Opis
Spotkanie w szkole z astronautą staje się pretekstem do kosmicznej przygody.
Marysia słyszy, że nie mogłaby zostać astronautką, ponieważ jest za niska i nosi okulary.
Babcia Adela nie przyjmuje takich argumentów, bo kosmos według niej jest dla każdego.
Przygoda zaczyna się więc od wypożyczenia książki „Zrób to sam. Model rakiety”.
Babcia postanawia zbudować ją sama, tak aby miejsca wystarczyło dla wnuczki i jej samej, a także jej roślin doniczkowych i oczywiście Gizeli.

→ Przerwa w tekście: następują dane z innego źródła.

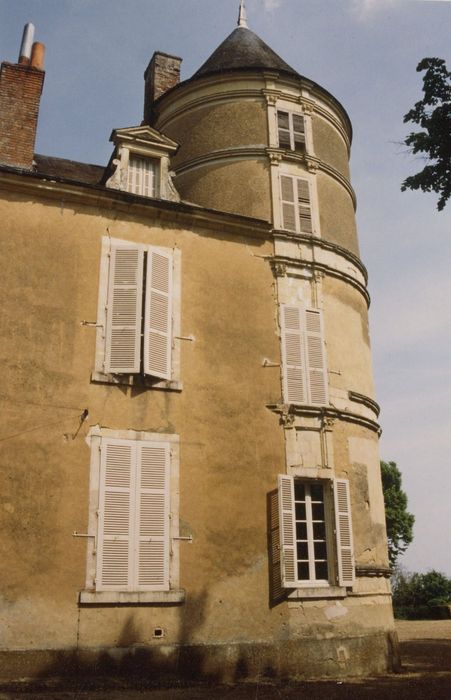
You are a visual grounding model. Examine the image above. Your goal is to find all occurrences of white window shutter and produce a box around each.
[135,443,170,591]
[297,178,313,233]
[304,309,328,406]
[144,247,173,379]
[96,440,136,591]
[280,175,296,231]
[280,304,307,403]
[105,245,143,374]
[278,474,297,588]
[334,479,355,586]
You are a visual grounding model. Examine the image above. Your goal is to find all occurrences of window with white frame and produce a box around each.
[93,237,180,382]
[280,304,329,406]
[127,153,160,197]
[277,110,305,153]
[280,175,313,233]
[278,474,354,588]
[82,429,178,602]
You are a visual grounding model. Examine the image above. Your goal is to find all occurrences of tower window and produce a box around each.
[277,111,305,153]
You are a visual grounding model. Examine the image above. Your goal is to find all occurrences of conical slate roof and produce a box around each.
[192,27,299,78]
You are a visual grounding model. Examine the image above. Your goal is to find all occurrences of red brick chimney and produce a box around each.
[0,24,45,170]
[143,51,182,124]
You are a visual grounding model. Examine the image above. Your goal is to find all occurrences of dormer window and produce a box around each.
[127,154,160,197]
[105,125,180,202]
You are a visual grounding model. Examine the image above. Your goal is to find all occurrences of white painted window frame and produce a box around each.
[91,236,183,391]
[80,426,185,605]
[278,474,355,598]
[276,106,307,155]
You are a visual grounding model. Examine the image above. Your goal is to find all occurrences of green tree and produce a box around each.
[401,58,451,211]
[381,462,415,566]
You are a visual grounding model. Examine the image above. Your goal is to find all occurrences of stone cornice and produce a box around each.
[175,144,356,208]
[156,70,352,143]
[266,404,382,435]
[348,391,381,416]
[271,255,371,306]
[272,229,368,282]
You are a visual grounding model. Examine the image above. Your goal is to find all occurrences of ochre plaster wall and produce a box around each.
[164,99,268,169]
[317,172,359,255]
[312,115,349,180]
[175,159,271,221]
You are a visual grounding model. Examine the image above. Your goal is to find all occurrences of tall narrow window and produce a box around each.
[278,474,354,588]
[277,111,305,153]
[96,439,170,591]
[127,154,159,197]
[96,240,174,380]
[280,304,328,406]
[280,175,313,233]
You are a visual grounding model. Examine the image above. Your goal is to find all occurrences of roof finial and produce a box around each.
[238,0,248,29]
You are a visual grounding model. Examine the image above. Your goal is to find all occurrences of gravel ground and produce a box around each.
[0,620,451,700]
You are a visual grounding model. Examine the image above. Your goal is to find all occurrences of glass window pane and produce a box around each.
[312,503,324,520]
[294,481,305,501]
[297,542,308,561]
[295,503,305,520]
[315,561,328,580]
[298,561,310,581]
[313,523,326,540]
[310,484,324,501]
[296,522,308,540]
[315,542,327,559]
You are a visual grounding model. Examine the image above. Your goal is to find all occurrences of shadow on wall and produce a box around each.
[25,589,275,691]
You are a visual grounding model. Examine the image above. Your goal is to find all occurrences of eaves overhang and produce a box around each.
[0,165,271,240]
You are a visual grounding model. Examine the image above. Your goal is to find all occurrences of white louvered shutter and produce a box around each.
[278,474,297,588]
[334,479,355,586]
[144,247,172,379]
[105,245,143,374]
[280,175,296,231]
[304,309,328,406]
[268,489,284,603]
[96,440,136,591]
[135,443,170,591]
[280,304,307,403]
[291,114,305,151]
[277,112,291,148]
[297,178,313,233]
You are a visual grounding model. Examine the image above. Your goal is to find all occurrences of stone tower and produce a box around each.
[147,3,393,675]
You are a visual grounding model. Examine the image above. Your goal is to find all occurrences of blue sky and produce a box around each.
[0,0,451,575]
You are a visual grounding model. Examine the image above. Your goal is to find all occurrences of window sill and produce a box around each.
[91,371,183,391]
[287,586,346,601]
[79,589,185,605]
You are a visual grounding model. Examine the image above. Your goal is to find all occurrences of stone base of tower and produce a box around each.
[0,631,400,686]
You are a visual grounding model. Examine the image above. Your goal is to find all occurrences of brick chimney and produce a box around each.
[0,24,45,170]
[143,51,182,124]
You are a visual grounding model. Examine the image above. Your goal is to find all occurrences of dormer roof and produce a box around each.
[110,124,178,154]
[192,27,300,79]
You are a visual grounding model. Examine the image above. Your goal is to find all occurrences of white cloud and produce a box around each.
[351,0,398,20]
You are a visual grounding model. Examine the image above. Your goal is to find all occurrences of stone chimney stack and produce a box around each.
[143,51,182,124]
[0,24,45,170]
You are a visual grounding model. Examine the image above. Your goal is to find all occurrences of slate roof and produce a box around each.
[191,27,300,79]
[34,153,105,185]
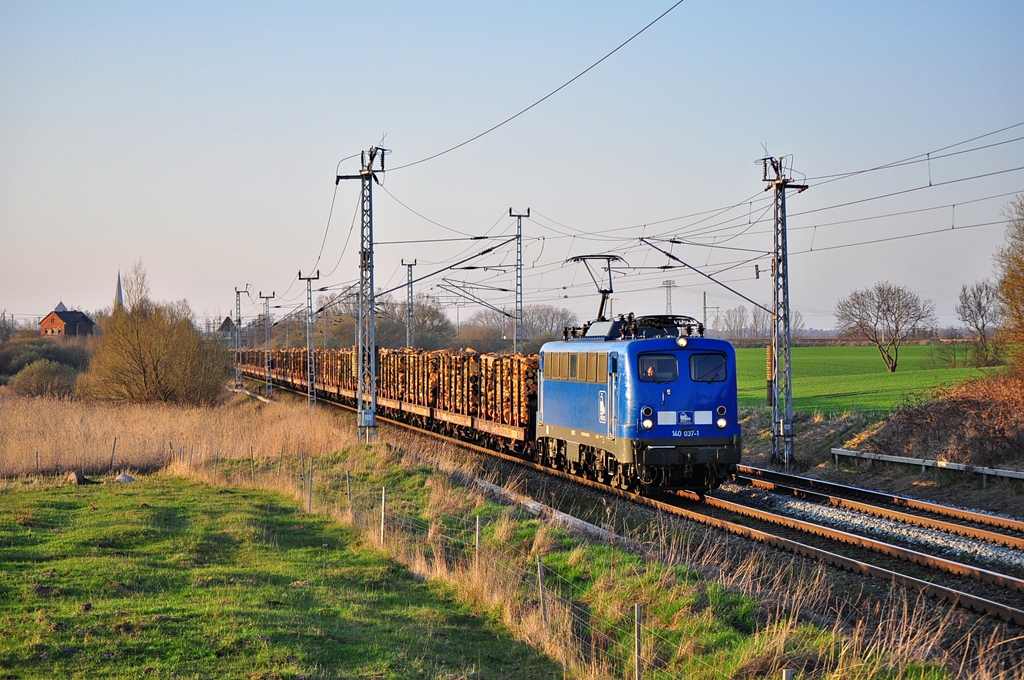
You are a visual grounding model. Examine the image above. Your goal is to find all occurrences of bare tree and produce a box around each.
[522,304,580,338]
[836,281,936,373]
[995,195,1024,346]
[82,261,228,405]
[722,305,748,340]
[956,279,1002,366]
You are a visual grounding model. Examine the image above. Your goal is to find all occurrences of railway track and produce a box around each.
[245,378,1024,626]
[736,465,1024,550]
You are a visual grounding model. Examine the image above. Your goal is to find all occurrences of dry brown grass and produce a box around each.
[866,370,1024,467]
[0,388,354,477]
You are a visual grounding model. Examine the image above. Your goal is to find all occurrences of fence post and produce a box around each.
[633,602,643,680]
[537,555,548,628]
[345,472,352,514]
[381,486,387,548]
[473,515,480,571]
[306,458,313,512]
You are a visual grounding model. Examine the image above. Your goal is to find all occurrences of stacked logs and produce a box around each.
[377,349,538,426]
[240,347,539,427]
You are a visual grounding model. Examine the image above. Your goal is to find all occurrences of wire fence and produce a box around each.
[169,451,806,680]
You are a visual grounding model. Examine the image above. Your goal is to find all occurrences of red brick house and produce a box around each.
[39,302,95,337]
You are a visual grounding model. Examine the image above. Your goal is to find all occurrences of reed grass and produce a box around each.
[0,387,354,477]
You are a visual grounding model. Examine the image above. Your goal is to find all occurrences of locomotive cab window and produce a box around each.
[637,354,679,382]
[690,354,728,382]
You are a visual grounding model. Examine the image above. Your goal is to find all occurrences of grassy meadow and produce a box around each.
[0,475,560,679]
[736,345,984,414]
[0,389,1019,680]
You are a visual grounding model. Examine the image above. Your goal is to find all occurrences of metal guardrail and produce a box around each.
[831,449,1024,488]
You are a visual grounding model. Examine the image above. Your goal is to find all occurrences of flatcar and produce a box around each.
[535,316,742,492]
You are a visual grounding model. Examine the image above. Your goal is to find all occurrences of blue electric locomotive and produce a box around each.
[536,314,742,493]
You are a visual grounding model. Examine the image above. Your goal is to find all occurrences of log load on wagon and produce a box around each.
[239,315,742,493]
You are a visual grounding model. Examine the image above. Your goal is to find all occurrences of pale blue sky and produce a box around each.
[0,0,1024,328]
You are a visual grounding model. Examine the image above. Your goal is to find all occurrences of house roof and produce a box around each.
[40,310,95,326]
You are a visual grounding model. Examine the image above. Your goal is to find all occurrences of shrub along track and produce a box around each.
[258,386,1024,626]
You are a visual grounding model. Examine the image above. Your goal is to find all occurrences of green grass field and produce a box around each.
[0,476,560,680]
[736,345,984,414]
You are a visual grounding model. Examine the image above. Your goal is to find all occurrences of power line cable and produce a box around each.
[807,122,1024,186]
[391,0,683,172]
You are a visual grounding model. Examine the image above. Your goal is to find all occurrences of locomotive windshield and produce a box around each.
[637,354,679,382]
[690,354,728,382]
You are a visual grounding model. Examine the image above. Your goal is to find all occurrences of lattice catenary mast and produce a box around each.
[401,258,416,347]
[509,208,529,353]
[335,146,388,442]
[299,269,319,407]
[761,157,807,466]
[259,291,276,398]
[234,284,249,389]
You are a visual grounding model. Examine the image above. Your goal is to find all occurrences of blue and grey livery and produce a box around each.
[536,315,742,493]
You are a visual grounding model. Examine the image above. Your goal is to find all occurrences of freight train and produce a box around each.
[239,314,742,493]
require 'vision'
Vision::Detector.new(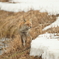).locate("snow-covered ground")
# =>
[0,0,59,14]
[43,17,59,31]
[30,33,59,59]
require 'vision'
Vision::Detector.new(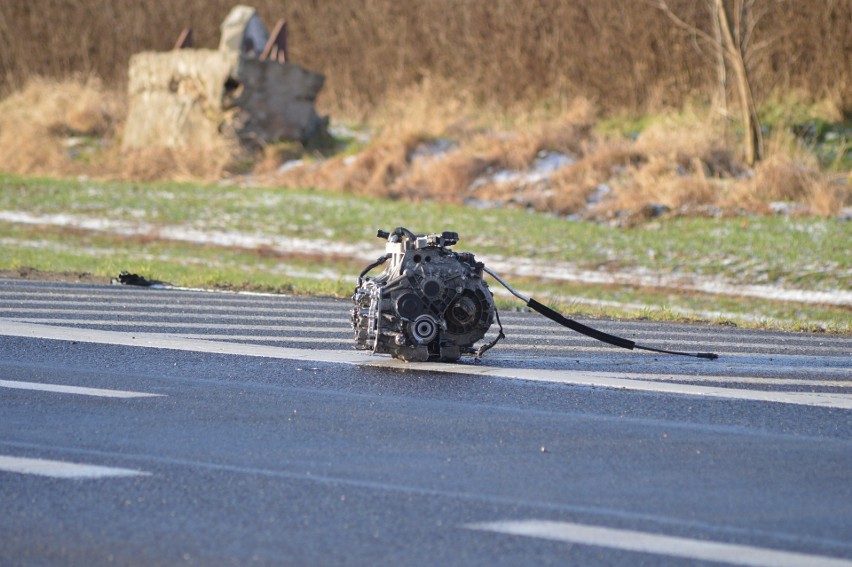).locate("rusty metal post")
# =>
[260,18,290,63]
[174,28,192,49]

Entuzjazm jest tym większy, ponieważ starsza pani interesowała się od zawsze kometami, a jedna z nich za kilka dni będzie przelatywać obok Układu Słonecznego.
Przez kilka dni babcia zachowuje się bardzo tajemniczo, bo sam projekt wymaga przecież skupienia.
Marysia jest przekonana, że jej plan to wyprawa w kosmos… i się nie myli.
„Babciu, jesteś genialno- fantastyczno- niesamowita!” tak reaguje ze zdumienia Marysia, kiedy wsiada do rakiety.
Co nasze podróżniczki zobaczyły w kosmosie, skąd się wzięła kometa Adeli, co to znaczy spędzać każdy dzień, jakby był niedzielą.